Hadoop parameter tuning

1. Rational planning of resources

Set a reasonable number of slots

In Hadoop, computing resources are represented by slots. There are two types of slot: Map Slot and Reduce Slot. Each slot represents a certain amount of resources, and the same slot is homogeneous, that is to say, the same slot represents the same amount of resources. Administrators need to configure a certain number of Map Slot and Reduce Slot for TaskTracker according to their actual needs, thus limiting the number of Map Task and Reduce Task executed concurrently on each TaskTracker.

Write a health monitoring script

Hadoop allows administrators to configure a node health monitoring script for each TaskTracker. TaskTracker contains a dedicated thread that periodically executes the script and reports the results of the script execution to JobTracker through a heartbeat mechanism. Once JobTracker discovers that a TaskTracker is currently in an "unhealthy" state, it is blacklisted and no more tasks are assigned to it.

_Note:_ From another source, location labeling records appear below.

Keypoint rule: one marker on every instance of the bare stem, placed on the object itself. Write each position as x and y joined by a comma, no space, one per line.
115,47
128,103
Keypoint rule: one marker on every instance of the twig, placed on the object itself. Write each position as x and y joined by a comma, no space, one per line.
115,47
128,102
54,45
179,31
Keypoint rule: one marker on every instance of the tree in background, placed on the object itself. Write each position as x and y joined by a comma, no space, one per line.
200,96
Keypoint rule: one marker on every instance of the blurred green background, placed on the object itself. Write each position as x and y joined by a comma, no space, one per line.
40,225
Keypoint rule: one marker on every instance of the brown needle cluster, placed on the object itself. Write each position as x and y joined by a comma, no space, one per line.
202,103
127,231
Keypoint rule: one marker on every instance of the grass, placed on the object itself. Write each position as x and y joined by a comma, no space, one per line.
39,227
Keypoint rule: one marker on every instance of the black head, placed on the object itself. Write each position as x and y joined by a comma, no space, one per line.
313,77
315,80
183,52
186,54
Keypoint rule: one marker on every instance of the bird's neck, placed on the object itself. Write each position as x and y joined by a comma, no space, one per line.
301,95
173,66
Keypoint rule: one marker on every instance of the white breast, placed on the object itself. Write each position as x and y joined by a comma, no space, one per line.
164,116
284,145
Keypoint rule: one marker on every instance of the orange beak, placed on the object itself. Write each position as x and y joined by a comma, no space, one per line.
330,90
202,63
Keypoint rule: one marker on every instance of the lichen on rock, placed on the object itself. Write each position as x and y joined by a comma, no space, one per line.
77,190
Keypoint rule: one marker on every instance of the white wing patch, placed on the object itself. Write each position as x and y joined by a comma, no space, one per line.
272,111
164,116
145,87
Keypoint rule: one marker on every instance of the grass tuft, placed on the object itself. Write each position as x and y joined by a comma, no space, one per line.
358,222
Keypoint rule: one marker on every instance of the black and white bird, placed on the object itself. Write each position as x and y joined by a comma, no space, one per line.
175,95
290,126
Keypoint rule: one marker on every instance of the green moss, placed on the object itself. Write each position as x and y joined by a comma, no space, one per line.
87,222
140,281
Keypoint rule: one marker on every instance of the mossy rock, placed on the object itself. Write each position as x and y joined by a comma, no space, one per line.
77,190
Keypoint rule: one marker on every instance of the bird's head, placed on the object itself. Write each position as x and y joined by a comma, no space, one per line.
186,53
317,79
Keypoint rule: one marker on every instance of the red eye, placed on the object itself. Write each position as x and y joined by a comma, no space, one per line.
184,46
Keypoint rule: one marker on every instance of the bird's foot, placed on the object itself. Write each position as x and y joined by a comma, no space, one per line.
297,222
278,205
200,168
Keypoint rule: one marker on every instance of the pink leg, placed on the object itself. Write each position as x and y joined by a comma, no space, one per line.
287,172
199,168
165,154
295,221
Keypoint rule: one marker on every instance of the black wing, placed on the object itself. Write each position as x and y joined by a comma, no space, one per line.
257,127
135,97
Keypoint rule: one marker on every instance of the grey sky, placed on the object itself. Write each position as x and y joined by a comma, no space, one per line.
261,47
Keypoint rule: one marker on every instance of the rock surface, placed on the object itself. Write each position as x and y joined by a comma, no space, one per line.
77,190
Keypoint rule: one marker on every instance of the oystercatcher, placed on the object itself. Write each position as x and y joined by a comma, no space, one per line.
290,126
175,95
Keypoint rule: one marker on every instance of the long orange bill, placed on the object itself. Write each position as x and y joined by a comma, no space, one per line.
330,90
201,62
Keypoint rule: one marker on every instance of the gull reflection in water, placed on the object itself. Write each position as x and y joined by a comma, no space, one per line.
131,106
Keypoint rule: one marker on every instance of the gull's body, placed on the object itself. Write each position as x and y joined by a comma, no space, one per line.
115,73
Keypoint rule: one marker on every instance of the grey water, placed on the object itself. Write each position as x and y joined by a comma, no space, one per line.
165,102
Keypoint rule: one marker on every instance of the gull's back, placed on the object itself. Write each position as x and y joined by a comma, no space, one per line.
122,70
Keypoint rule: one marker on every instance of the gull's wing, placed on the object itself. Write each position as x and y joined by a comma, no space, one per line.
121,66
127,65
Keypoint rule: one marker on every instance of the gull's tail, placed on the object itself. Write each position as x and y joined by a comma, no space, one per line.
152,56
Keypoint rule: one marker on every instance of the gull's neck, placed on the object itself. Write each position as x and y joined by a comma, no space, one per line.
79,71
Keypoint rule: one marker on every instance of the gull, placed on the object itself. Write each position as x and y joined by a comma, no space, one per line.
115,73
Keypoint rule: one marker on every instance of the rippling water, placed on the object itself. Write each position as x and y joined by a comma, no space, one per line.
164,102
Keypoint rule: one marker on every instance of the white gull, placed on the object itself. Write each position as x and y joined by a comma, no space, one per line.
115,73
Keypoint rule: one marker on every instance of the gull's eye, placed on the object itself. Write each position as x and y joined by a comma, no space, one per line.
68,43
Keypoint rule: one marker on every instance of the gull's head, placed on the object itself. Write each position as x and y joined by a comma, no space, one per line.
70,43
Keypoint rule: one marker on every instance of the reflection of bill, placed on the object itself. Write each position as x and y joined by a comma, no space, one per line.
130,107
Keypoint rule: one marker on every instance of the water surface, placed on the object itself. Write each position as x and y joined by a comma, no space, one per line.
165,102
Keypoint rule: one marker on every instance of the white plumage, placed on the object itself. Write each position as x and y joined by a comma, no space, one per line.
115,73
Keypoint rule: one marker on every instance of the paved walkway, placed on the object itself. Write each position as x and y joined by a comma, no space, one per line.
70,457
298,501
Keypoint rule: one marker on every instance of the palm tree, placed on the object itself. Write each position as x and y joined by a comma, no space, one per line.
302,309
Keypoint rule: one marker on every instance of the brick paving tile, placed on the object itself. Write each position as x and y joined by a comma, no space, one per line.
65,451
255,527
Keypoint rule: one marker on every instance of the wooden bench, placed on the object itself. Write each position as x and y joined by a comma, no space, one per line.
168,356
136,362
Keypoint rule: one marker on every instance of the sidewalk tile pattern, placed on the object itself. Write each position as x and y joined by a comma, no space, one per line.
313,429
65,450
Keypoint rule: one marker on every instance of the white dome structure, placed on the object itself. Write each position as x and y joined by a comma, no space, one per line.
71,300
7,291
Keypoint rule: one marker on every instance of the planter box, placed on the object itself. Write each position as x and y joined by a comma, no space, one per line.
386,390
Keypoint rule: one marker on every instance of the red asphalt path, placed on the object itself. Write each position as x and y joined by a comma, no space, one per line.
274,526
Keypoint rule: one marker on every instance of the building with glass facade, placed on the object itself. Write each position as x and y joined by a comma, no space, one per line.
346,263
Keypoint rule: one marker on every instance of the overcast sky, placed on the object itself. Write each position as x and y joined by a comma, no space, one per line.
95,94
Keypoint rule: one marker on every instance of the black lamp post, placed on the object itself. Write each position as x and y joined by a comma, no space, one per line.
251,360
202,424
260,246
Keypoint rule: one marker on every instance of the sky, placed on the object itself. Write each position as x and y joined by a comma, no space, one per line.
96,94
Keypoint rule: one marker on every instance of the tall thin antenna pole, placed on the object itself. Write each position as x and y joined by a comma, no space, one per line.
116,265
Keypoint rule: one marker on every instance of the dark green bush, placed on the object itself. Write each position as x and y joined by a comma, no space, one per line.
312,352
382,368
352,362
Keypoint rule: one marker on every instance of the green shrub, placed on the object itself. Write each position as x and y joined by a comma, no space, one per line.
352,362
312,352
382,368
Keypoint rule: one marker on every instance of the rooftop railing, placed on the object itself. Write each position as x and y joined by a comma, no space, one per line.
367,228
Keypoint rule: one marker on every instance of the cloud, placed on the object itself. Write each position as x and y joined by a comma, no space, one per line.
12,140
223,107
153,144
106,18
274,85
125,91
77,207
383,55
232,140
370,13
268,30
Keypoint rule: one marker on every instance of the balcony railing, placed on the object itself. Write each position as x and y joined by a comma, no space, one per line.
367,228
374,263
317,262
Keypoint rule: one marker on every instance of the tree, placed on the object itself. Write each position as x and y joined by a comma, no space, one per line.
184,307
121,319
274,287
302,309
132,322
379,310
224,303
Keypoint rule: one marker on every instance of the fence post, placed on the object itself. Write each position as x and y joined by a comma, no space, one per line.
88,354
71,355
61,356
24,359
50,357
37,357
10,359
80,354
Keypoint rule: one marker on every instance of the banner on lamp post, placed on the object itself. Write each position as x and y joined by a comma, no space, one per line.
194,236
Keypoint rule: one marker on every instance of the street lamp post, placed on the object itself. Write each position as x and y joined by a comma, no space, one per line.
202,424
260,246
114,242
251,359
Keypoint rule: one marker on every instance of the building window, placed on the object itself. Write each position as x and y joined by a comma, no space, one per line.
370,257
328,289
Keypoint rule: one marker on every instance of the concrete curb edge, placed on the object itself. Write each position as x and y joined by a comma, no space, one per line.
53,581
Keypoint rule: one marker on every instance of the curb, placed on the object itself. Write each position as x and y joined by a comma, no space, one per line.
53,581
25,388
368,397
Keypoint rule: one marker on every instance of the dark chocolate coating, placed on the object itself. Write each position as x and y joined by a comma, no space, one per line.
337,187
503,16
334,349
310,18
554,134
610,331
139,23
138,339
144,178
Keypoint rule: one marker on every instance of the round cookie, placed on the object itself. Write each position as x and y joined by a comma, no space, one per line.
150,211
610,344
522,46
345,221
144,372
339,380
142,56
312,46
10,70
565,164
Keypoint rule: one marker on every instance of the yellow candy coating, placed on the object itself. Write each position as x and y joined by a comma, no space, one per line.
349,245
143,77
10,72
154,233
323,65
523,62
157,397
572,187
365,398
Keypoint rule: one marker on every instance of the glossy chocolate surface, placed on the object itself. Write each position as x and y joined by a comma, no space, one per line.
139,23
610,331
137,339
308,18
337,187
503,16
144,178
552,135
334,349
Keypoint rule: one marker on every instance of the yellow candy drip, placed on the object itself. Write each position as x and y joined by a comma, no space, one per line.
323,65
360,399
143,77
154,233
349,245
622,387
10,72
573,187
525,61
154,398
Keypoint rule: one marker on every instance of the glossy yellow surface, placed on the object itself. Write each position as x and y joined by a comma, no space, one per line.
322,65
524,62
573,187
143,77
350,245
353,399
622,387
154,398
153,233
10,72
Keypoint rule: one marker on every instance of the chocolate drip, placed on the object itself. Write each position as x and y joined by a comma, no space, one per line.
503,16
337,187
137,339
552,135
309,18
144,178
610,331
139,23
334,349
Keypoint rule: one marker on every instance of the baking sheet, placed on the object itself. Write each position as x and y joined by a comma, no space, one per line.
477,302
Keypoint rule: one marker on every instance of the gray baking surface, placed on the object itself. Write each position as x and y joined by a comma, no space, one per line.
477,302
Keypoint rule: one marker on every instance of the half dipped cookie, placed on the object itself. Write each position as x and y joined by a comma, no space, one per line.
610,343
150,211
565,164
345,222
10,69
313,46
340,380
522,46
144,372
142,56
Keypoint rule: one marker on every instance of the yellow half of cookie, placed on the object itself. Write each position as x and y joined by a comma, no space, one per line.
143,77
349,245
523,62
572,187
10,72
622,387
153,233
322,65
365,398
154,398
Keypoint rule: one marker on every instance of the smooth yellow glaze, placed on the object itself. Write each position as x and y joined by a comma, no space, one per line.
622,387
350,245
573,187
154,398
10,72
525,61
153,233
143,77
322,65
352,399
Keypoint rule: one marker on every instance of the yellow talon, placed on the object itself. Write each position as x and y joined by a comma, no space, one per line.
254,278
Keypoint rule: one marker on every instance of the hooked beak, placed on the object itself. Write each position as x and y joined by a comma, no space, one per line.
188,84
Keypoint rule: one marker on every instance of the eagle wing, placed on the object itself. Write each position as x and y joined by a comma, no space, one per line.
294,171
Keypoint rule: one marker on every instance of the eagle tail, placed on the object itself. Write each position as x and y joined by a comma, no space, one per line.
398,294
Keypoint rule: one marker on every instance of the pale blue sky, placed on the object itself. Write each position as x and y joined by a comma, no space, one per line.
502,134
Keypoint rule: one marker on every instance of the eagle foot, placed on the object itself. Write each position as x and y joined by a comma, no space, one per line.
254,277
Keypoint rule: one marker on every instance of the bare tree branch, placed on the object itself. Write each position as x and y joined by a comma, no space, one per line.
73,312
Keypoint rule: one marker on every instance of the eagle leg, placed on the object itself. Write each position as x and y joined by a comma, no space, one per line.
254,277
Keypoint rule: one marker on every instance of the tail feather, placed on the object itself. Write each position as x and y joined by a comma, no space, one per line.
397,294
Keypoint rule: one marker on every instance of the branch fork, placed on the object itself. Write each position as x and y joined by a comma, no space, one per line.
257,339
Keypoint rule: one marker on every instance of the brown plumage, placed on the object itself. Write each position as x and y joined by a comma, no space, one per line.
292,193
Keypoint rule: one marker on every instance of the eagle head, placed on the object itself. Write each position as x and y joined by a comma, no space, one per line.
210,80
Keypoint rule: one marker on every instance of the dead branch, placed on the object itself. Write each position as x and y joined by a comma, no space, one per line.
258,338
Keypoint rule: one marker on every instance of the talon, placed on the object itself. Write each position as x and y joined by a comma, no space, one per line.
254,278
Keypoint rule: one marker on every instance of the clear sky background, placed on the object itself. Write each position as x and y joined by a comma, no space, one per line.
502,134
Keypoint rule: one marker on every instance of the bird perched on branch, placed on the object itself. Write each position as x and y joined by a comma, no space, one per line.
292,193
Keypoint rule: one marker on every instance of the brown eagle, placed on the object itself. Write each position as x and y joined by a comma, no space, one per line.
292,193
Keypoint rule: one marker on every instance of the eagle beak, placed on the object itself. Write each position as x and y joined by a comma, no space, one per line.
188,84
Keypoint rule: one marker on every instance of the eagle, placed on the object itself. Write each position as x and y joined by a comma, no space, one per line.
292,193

two。 Adjust heartbeat configuration

Adjust the heartbeat interval because you appropriately adjust the heartbeat interval according to the size of your cluster.

Enable out-of-band heartbeat to reduce task assignment delays, Hadoop introduces out-of-band heartbeats. Different from the regular heartbeat, the out-of-band heartbeat is triggered when the task ends or fails, and it can notify JobTracker as soon as there are free resources, so that it can quickly assign new tasks to the idle resources.

In addition, it also includes disk block configuration, setting a reasonable number of RPC Handler and HTTP threads, careful use of blacklist mechanism, enabling batch task scheduling, selecting appropriate compression algorithm, enabling pre-reading mechanism, and so on.

Note: when the size of a cluster is small, if a certain number of nodes are frequently added to the system blacklist, the throughput and computing power of the cluster will be greatly reduced.

This is the end of the content of "what are the knowledge points of hadoop MapReduce". Thank you for your reading. If you want to know more about the industry, you can follow the website, the editor will output more high-quality practical articles for you!

Welcome to subscribe "Shulou Technology Information " to get latest news, interesting things and hot topics in the IT industry, and controls the hottest and latest Internet news, technology news and IT industry trends.

*The comments in the above article only represent the author's personal views and do not represent the views and positions of this website. If you have more insights, please feel free to contribute and share.